Quickstart¶
After Installation, you can start querying your data using SQL.
Run the following code in an interactive python session, a python script or a jupyter notebook.
0. Cluster Setup¶
If you just want to try out dask-sql
quickly, you can skip this step at first.
However, the real magic of dask
(and dask-sql
) comes from the ability to scale the computations over multiple machines.
There are plenty of possibilities to setup a dask
cluster.
For local development and testing, you can setup a distributed version of dask
with
from dask.distributed import Client
client = Client()
1. Data Loading¶
Before querying the data, you need to create a dask
data frame containing the data.
dask
understands many different input formats and sources.
In this example, we do not read in external data, but use test data in the form of random event time series.
import dask.datasets
df = dask.datasets.timeseries()
Read more on the data input part in Data Loading and Input.
2. Data Registration¶
If we want to work with the data in SQL, we need to give the data frame a unique name.
We do this by registering the data at an instance of a Context
.
Typically, you only have a single context per application.
from dask_sql import Context
c = Context()
c.create_table("timeseries", df)
From now on, the data is accessible as the “timeseries” table of this context. It is possible to register multiple data frames at the same context.
Hint
If you plan to query the same data multiple times, it might make sense to persist the data before:
df = df.persist()
c.create_table("timeseries", df)
3. Run your queries¶
Now you can go ahead and query the data with normal SQL!
result = c.sql("""
SELECT
name, SUM(x) AS "sum"
FROM timeseries
WHERE x > 0.5
GROUP BY name
""")
result.compute()
dask-sql
understands a large fraction of SQL commands, but there are still some missing.
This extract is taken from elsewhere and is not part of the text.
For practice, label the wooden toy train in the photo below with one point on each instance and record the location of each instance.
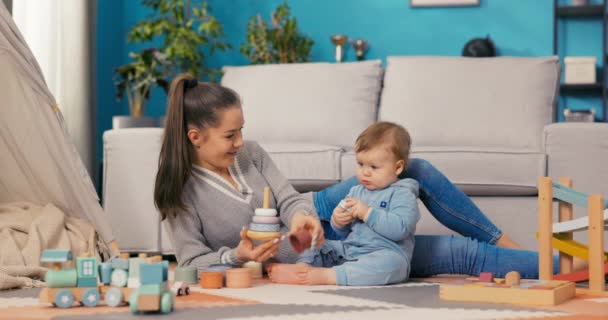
(135, 281)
Have a look into the SQL Syntax description for more information.
If you are using dask-sql
from a Jupyter notebook, you might be interested in the sql
magic function:
c.ipython_magic()
%%sql
SELECT
name, SUM(x) AS "sum"
FROM timeseries
WHERE x > 0.5
GROUP BY name
Note
If you have found an SQL feature, which is currently not supported by dask-sql
,
please raise an issue on our issue tracker.